The AI very confidently told them that a household with 2 people working could have 1 person with a family HSA and the other with an individual HSA (you cannot).
I've come to cease all "inquiry" type usage of LLMs because of this. You really can't trust anything they say at all that isn't verified by a domain expert. But I can let it write code for me, and the proof is in the PR. I think ultimately the real value in these things is agentic usage, not knowledge generation.
LLMs can't generate knowledge - they don't have a concept of truth.
They're very useful for research tasks, however, especially when the application is built to enforce citation behavior
The headline feels like a strawman.
LLMs are very useful. They are just not reliable. And they can't be held accountable. Being unreliable and unaccountable makes them a poor substitute for people.
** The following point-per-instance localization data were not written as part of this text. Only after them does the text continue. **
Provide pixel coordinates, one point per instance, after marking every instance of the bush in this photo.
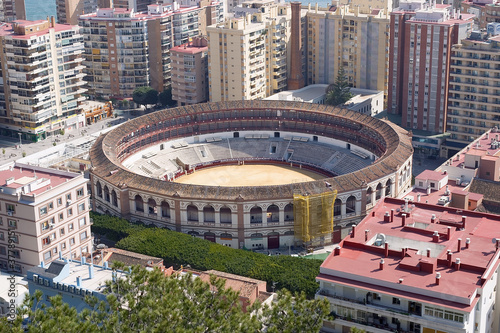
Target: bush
(292, 273)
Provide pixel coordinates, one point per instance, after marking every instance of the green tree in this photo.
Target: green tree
(145, 96)
(147, 301)
(165, 97)
(339, 92)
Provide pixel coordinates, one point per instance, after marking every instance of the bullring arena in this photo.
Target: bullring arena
(228, 171)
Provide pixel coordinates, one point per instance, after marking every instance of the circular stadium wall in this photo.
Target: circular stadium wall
(138, 168)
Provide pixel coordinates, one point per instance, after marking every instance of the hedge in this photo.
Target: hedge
(292, 273)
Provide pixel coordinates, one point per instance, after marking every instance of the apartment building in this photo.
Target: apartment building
(415, 267)
(11, 10)
(43, 212)
(248, 53)
(350, 39)
(366, 6)
(68, 11)
(485, 11)
(190, 72)
(422, 35)
(42, 78)
(473, 102)
(125, 50)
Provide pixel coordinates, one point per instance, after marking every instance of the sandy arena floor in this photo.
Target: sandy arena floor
(248, 175)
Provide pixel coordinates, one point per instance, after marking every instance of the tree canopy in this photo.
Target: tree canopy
(339, 92)
(145, 96)
(147, 301)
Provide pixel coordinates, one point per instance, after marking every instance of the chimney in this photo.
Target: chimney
(387, 217)
(457, 264)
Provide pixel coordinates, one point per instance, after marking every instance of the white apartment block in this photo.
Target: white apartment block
(413, 267)
(41, 85)
(248, 53)
(43, 212)
(474, 102)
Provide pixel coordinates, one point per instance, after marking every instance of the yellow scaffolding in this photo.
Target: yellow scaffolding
(313, 215)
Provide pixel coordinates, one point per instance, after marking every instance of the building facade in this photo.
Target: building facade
(190, 72)
(414, 267)
(44, 212)
(11, 10)
(473, 102)
(484, 11)
(125, 50)
(68, 11)
(346, 38)
(248, 53)
(42, 78)
(250, 216)
(422, 35)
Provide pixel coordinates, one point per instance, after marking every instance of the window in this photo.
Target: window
(81, 208)
(15, 253)
(10, 208)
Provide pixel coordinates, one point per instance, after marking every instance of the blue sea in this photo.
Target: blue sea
(40, 9)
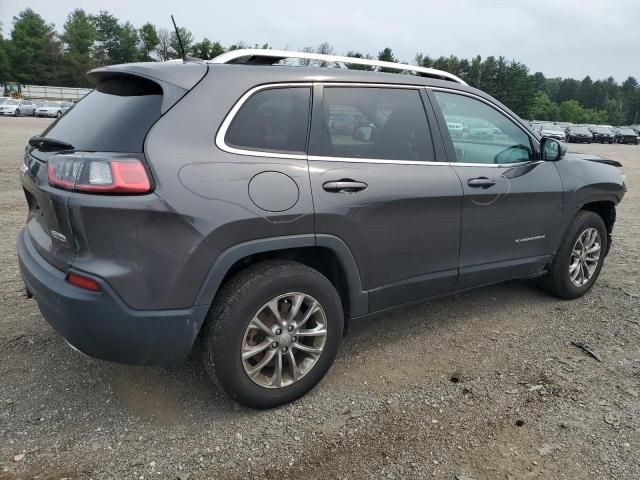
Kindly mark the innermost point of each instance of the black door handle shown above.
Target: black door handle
(481, 182)
(346, 186)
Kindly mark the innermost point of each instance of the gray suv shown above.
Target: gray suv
(251, 210)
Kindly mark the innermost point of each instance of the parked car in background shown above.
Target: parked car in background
(579, 133)
(148, 234)
(17, 108)
(626, 135)
(537, 126)
(52, 109)
(551, 130)
(602, 134)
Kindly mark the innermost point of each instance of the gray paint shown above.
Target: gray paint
(416, 231)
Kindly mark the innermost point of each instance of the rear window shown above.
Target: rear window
(275, 120)
(115, 117)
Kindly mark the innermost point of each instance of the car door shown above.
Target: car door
(380, 184)
(512, 206)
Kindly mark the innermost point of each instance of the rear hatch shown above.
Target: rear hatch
(109, 123)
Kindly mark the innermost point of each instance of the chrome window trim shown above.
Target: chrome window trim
(224, 126)
(321, 158)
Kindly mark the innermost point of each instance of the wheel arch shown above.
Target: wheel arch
(326, 253)
(605, 209)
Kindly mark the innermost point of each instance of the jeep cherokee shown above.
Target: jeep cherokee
(217, 205)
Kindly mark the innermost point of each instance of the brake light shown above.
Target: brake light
(98, 175)
(83, 282)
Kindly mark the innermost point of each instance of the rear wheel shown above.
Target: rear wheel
(272, 333)
(579, 259)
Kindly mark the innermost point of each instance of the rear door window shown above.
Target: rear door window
(375, 123)
(275, 119)
(115, 117)
(481, 134)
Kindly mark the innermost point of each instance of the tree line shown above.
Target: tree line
(34, 52)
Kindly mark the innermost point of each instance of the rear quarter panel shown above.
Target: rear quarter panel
(210, 187)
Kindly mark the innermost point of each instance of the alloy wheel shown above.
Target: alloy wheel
(585, 257)
(284, 340)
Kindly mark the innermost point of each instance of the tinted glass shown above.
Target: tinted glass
(276, 120)
(480, 133)
(115, 117)
(376, 123)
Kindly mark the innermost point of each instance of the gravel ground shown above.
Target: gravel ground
(482, 385)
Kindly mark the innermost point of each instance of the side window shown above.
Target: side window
(275, 119)
(375, 123)
(480, 133)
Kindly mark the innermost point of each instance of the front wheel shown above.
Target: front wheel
(272, 333)
(579, 259)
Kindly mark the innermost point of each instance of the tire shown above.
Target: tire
(226, 332)
(557, 281)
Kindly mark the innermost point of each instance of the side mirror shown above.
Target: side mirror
(552, 149)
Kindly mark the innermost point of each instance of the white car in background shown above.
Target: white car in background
(17, 108)
(52, 109)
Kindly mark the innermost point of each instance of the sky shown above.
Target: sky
(561, 38)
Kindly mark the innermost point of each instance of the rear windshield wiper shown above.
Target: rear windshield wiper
(38, 141)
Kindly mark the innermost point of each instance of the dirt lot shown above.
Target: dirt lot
(483, 385)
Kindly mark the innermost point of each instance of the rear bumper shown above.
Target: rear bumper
(100, 325)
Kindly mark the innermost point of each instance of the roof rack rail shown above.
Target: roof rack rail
(260, 56)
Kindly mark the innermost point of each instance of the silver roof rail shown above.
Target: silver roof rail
(260, 56)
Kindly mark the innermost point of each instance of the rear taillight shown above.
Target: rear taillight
(98, 175)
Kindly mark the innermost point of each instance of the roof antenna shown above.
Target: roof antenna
(185, 57)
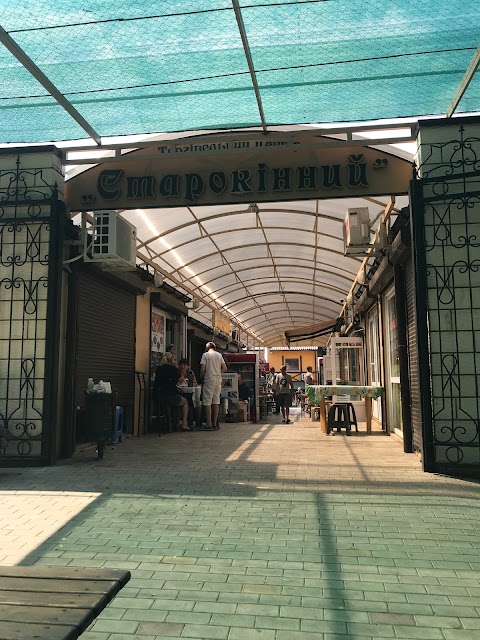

The problem is we can't label them as such. If they're bullshitters, then let's call it a LLBSer. It has a nice ring to it. Good luck with your government funding asking for another billion for a bullshitting machine bailout.
They are literally called "Large Language Model". Everybody prefers the term AI because it's easier to pretend they actually know things, but that's not what they are designed to do.